Now, that arrangement has reached its end. The zoo also said that it would convert its giant panda habitat to welcome a new endangered species in the future as part of its mission to “protect more endangered animals around the world.” Until recently, pandas had been considered endangered, but after conservation efforts they are listed as vulnerable.
Still, there was a grieving tone in the Scottish zoo’s announcement, which noted that it would not be receiving more pandas anytime soon.
“Their power to connect people with nature and encourage behavior change is invaluable,” the zoo said of Yang Guang and Tian Tian.
The only natural habitat for giant pandas is in southwestern China, where their distinct black-and-white fur provides camouflage, and where they swim in streams and climb trees, spending 10 to 16 hours a day feeding mainly on bamboo.

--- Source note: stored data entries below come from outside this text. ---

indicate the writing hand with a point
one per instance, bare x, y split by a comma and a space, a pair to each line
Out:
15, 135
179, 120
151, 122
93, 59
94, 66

When Yang Guang and Tian Tian first arrived in Edinburgh, dozens of people lined the streets of suburban Corstorphine and waved Scottish and Chinese flags to welcome the animals as they were transported to the zoo, with children holding cutouts of panda faces.
“I’m just so happy that I’ve seen them!” one woman, among the pandas’ first visitors, told The Telegraph in 2011.
That delight, though, did not come cheap. Caring for Tian Tian and Yang Guang, including providing for their food and health care expenses, cost the zoo’s charity about 35,000 pounds, or more than $44,000, a month.
The zoo also paid $500,000 a year to support the conservation and welfare of giant pandas in China.
While the pandas were in Scotland, zoo officials had tried to breed them, but those efforts were unsuccessful.
“Now is the time to move on,” the zoo said, “and just enjoy having Yang Guang and Tian Tian with us before they leave.”